TGF-β is a major pro-fibrogenic cytokine whose expression is up-regulated in both animal renal fibrosis models and human counterparts. Experiments have indicated that the transition of renal tubular epithelial cells to myofibroblasts which synthesize excessive amounts of extracellular matrix thus leading to renal fibrosis is modulated by TGF-β through TGF-β/Smad cell signal pathway. Smad2/3 is phosphorylated stimulated by activated TGF-β receptors. And then turns complexes with Smad 4 which translocate from the cytoplasm into the nucleus regulating the target genes expression. Smad7 as the opposed manner to Smad2/3 can down-regulate TGF-β signaling.

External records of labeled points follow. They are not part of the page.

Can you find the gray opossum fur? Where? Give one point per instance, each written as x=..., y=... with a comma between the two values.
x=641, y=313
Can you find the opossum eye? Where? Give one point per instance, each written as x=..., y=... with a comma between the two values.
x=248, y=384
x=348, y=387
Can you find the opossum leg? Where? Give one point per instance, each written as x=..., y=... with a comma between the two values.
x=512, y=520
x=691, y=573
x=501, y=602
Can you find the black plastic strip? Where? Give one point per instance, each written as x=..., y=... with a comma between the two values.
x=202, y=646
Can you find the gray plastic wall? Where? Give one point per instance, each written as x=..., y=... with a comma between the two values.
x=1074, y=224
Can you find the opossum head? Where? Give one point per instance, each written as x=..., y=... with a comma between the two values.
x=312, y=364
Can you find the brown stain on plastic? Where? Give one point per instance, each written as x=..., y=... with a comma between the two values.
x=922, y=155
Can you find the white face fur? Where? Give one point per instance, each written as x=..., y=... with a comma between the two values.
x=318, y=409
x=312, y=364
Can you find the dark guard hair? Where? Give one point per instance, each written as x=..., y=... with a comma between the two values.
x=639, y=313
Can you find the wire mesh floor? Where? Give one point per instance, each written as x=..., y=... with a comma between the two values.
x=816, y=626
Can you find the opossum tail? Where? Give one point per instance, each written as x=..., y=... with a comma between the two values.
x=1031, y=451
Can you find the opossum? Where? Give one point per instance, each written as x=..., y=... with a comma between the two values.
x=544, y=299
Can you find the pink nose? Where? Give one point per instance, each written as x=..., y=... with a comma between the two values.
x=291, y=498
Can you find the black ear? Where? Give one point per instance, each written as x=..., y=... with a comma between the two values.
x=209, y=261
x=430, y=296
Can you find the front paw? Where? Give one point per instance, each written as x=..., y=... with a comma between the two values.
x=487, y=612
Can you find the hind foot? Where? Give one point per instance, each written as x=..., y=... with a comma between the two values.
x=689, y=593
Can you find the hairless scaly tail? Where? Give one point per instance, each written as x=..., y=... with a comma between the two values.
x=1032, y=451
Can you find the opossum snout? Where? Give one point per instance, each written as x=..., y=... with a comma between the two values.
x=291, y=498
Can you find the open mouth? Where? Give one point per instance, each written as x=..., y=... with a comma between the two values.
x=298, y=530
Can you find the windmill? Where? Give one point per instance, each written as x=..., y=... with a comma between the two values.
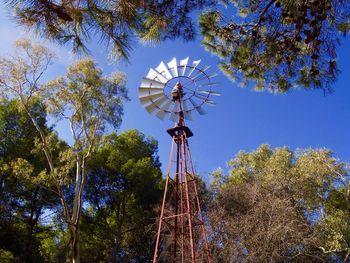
x=177, y=91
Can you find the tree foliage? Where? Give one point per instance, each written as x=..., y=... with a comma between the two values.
x=89, y=102
x=276, y=205
x=124, y=184
x=278, y=44
x=115, y=22
x=22, y=199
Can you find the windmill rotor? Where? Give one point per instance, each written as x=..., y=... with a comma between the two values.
x=157, y=92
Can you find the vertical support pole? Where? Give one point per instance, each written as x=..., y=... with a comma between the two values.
x=188, y=212
x=155, y=257
x=198, y=204
x=188, y=204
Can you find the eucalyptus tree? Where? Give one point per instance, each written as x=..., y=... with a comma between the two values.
x=278, y=44
x=22, y=199
x=123, y=186
x=278, y=205
x=87, y=100
x=115, y=22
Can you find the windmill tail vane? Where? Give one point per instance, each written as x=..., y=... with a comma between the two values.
x=178, y=90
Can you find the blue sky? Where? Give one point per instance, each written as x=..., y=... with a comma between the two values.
x=242, y=119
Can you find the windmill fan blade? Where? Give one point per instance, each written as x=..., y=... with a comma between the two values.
x=156, y=104
x=204, y=98
x=152, y=74
x=187, y=112
x=200, y=110
x=174, y=116
x=164, y=110
x=145, y=91
x=207, y=84
x=162, y=69
x=151, y=83
x=183, y=64
x=206, y=76
x=210, y=92
x=146, y=100
x=194, y=65
x=173, y=67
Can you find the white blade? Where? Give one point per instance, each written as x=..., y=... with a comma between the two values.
x=194, y=65
x=173, y=67
x=151, y=83
x=150, y=99
x=156, y=105
x=200, y=110
x=210, y=92
x=206, y=76
x=208, y=84
x=162, y=69
x=145, y=91
x=183, y=64
x=152, y=74
x=209, y=102
x=164, y=110
x=187, y=112
x=174, y=116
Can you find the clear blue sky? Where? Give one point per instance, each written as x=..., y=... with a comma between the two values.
x=242, y=119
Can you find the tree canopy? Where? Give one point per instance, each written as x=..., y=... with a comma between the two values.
x=115, y=22
x=281, y=206
x=278, y=45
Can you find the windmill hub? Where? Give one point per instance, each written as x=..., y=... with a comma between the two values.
x=173, y=88
x=178, y=91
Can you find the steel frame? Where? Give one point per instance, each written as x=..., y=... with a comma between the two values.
x=181, y=233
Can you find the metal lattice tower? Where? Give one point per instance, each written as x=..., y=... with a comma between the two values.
x=178, y=90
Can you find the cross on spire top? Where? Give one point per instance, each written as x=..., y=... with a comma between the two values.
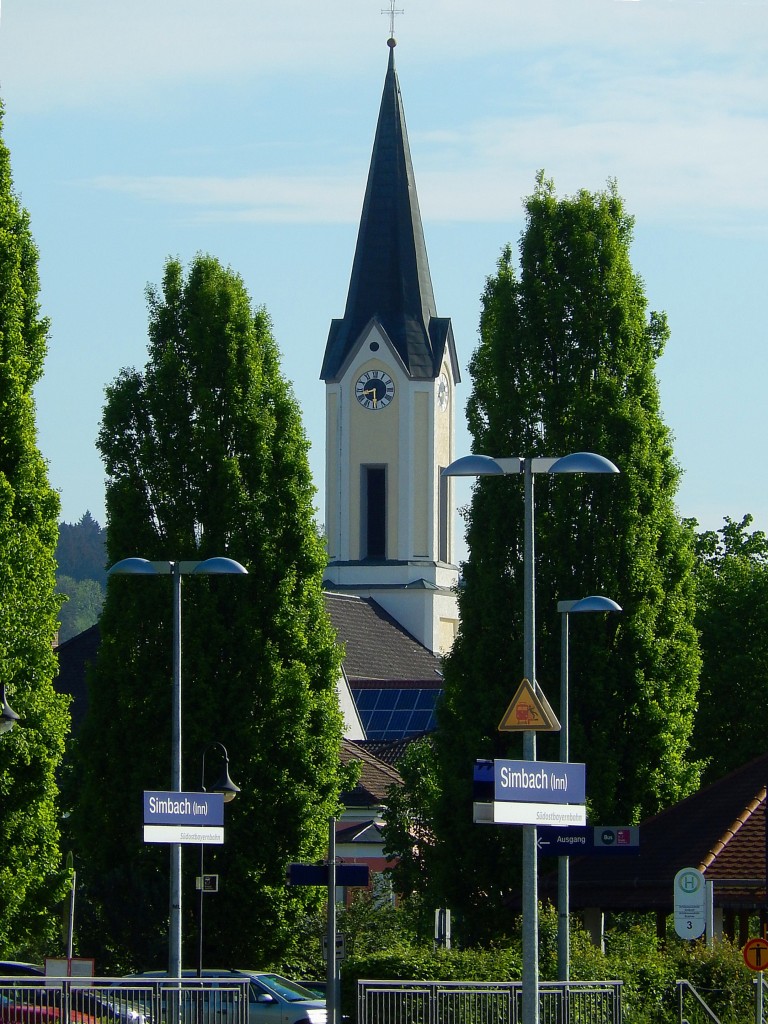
x=392, y=11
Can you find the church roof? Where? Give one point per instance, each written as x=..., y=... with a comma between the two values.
x=390, y=285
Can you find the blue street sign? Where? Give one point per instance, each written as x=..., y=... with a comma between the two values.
x=588, y=840
x=316, y=875
x=540, y=781
x=183, y=808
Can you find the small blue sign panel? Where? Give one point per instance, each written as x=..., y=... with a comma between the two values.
x=588, y=840
x=183, y=808
x=541, y=781
x=316, y=875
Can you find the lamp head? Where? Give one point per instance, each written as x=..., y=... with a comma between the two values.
x=224, y=785
x=473, y=465
x=584, y=462
x=8, y=717
x=595, y=603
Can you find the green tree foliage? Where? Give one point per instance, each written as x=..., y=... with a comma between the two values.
x=206, y=456
x=81, y=551
x=732, y=619
x=81, y=574
x=566, y=364
x=82, y=607
x=30, y=879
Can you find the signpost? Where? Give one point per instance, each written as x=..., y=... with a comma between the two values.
x=756, y=954
x=690, y=903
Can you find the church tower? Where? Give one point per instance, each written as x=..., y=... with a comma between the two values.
x=390, y=371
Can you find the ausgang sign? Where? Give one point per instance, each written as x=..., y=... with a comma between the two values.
x=183, y=817
x=540, y=781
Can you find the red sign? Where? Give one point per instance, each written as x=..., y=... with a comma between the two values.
x=756, y=954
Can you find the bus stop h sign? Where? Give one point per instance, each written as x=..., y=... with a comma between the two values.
x=690, y=903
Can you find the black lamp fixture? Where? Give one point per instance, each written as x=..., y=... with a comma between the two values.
x=224, y=785
x=8, y=717
x=228, y=791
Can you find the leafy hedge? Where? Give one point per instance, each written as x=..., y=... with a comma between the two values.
x=632, y=955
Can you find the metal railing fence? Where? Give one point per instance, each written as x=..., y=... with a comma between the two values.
x=485, y=1003
x=110, y=1000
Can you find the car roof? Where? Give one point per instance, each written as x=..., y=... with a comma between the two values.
x=19, y=967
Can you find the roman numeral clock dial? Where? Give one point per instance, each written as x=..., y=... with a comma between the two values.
x=374, y=389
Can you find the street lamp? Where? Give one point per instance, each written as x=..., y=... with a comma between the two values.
x=142, y=566
x=566, y=608
x=228, y=791
x=482, y=465
x=8, y=717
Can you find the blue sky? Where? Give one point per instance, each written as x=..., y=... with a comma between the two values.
x=243, y=128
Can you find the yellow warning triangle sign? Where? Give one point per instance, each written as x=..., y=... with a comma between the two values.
x=528, y=711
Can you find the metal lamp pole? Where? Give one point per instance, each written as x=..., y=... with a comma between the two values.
x=595, y=603
x=228, y=791
x=479, y=465
x=210, y=566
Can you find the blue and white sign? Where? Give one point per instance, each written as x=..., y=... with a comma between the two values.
x=540, y=781
x=183, y=809
x=592, y=840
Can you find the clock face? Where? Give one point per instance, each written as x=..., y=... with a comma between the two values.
x=374, y=389
x=442, y=392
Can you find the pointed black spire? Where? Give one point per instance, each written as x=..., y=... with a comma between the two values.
x=390, y=281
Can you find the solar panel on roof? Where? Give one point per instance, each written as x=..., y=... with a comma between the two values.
x=396, y=714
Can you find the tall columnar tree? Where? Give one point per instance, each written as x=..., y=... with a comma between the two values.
x=566, y=364
x=30, y=867
x=206, y=456
x=732, y=619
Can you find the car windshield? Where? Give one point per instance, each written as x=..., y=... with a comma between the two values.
x=288, y=989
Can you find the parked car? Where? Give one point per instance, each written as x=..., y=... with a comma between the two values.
x=271, y=998
x=39, y=1001
x=16, y=969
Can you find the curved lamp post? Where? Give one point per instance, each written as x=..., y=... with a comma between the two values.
x=142, y=566
x=228, y=791
x=480, y=465
x=566, y=608
x=8, y=717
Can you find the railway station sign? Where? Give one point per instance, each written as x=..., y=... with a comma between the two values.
x=183, y=817
x=542, y=781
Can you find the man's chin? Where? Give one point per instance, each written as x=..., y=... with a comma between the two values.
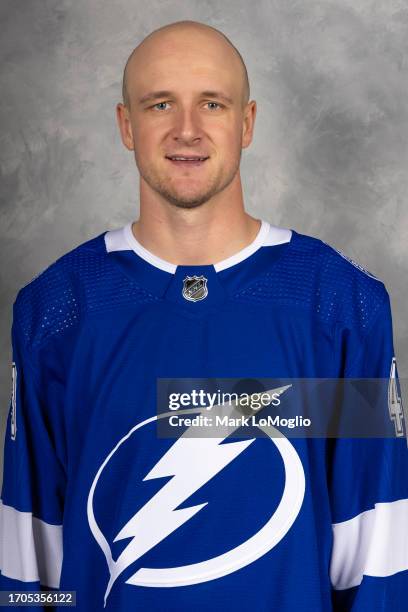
x=187, y=202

Many clinical experiences have showed that Chinese herbal compound prescription can protect patients’ kidneys from DKD injury with various and complex mechanisms. In our study, we also found that DMP-1 had protective effects on DKD in rats induced by STZ-injection, which was demonstrated as following criteria: 1) a significant reduction in levels of urea (p < 0.05), BUN (p < 0.05), UCr (p < 0.05), β2-MG (p < 0.05) and mALB (p < 0.05) in rats treated by DMP-1 compared with STZ group; 2) an apparent increment levels of NOS (p < 0.05), CAT (p < 0.05) and T-AOC (p < 0.05), while reduction in level of MDA (p < 0.05) in DMP-1 groups compared with STZ group; 3) a significant inhibition of TGF-β and Smad2/3 overexpression in kidney tissue. And DMP-1 could increase Smad7 expression as well; 4) rats in DMP-1 medium dose group whose dosage were equal to the clinical dose had the best kidney protected effect among the three DMP-1 groups.

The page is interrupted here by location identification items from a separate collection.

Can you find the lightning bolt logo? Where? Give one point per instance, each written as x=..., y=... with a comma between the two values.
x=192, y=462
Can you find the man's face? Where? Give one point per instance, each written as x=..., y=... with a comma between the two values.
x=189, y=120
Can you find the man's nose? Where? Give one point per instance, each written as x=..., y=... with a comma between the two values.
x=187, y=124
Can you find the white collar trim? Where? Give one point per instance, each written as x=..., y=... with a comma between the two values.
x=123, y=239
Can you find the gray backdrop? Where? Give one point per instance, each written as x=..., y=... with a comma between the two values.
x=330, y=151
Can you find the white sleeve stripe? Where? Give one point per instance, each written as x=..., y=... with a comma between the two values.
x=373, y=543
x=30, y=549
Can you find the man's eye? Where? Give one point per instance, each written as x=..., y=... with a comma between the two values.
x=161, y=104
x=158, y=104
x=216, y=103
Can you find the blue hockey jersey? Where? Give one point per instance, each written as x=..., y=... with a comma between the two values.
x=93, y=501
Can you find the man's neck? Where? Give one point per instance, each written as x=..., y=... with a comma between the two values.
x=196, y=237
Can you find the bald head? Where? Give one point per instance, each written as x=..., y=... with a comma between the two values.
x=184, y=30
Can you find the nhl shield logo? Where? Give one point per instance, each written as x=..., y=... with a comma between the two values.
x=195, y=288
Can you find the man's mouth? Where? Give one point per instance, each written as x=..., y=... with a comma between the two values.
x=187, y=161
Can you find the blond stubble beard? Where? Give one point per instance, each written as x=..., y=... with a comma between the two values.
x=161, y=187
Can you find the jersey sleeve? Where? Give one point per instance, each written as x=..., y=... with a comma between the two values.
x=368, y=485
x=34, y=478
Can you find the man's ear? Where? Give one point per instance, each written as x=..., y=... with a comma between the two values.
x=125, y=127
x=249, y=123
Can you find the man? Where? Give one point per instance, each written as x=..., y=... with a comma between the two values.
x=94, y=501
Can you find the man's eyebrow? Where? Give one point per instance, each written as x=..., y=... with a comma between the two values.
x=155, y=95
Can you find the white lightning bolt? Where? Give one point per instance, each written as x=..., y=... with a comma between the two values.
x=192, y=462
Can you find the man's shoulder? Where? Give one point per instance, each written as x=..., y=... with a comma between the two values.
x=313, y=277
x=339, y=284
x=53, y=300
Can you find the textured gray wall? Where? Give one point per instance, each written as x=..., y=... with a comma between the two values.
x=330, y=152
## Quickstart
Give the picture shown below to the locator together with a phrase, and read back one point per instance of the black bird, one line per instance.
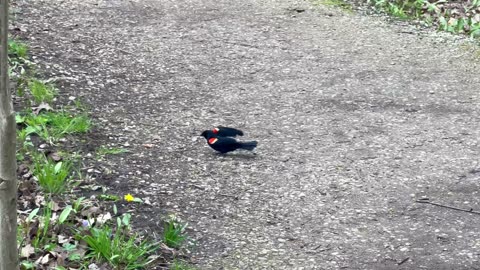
(227, 132)
(226, 144)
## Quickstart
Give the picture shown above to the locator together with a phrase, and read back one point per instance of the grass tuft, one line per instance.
(173, 234)
(119, 249)
(52, 176)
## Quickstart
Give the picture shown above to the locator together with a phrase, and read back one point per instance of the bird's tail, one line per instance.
(249, 145)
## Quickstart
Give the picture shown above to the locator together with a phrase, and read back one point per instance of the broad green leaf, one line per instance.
(65, 213)
(58, 167)
(32, 214)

DMP-1 composed of six natural Chinese herbals has many advantages of various biological activities and low toxicity. Many DM patients can get some benefits by using it such as a more stabilized blood glucose homeostasis and lower complication incidence. However its potential kidney protection from DKD injury has not taken into account which will limit its clinical usage for shortage of studies and experiment data. The specific mechanisms of DMP-1 on anti-DKD may expand its application. The other therapeutic mechanisms, long-term effects of DMP-1 on DKD and determination of active ingredients will inspire us to do further research.

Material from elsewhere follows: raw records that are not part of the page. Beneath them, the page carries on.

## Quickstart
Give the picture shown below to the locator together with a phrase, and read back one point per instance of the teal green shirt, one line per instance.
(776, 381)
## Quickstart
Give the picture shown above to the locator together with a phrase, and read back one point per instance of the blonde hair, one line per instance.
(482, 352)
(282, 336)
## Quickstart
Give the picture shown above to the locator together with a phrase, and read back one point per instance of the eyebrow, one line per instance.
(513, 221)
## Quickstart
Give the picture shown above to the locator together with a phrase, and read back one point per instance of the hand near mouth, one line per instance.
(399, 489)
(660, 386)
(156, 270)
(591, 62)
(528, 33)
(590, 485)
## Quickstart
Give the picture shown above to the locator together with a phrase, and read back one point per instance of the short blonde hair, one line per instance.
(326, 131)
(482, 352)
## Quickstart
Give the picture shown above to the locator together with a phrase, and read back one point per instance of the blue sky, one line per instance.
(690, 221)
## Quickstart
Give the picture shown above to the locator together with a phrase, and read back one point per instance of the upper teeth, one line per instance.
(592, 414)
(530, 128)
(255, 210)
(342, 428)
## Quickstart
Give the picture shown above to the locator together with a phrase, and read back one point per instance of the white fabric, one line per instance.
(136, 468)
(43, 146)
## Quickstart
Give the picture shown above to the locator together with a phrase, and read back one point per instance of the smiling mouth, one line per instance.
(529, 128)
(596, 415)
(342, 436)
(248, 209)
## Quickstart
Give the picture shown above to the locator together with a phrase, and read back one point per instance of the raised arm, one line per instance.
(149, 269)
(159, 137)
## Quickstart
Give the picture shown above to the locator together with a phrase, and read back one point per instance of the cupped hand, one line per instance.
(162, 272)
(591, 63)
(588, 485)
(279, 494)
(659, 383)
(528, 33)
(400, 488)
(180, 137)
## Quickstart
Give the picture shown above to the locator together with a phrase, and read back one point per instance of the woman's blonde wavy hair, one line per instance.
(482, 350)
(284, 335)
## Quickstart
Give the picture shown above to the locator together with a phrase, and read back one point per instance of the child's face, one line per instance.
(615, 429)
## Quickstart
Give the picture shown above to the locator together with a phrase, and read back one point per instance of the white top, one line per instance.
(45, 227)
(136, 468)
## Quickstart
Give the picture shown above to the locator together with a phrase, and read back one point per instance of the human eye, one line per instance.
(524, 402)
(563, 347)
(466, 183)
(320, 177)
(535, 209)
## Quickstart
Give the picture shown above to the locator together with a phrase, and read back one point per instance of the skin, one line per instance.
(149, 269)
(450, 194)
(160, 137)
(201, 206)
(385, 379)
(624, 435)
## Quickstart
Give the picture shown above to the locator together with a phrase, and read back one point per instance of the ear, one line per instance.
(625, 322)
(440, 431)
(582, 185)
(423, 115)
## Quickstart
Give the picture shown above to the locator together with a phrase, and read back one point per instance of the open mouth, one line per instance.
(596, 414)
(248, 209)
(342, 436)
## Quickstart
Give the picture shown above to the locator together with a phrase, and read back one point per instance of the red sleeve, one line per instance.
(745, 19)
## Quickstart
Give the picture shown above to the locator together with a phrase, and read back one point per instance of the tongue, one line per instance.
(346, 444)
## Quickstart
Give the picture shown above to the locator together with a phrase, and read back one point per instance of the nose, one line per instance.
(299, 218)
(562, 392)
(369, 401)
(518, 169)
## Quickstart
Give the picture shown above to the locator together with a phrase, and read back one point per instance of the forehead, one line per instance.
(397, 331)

In conclusion, our findings provide direct evidence for the positive protection of DMP-1 on DKD induced by STZ in rats. We conclude that the DMP-1 can attenuate oxidative stress and inhibit TGF-β activation in DKD. The positive protection offered by DMP-1 medium dose (1.0 g/kg/day) is more effective than DMP-1 low dose or high dose. Therefore, our studies provide both a theoretical basis and laboratory evidence for the DMP-1 application as supplement treatment of patients with DKD. However, more investigations are required to study its mechanism in depth and justify the active constituents which worked on decrease oxidative stress and inhibition TGF-β/Smad cell signal pathway.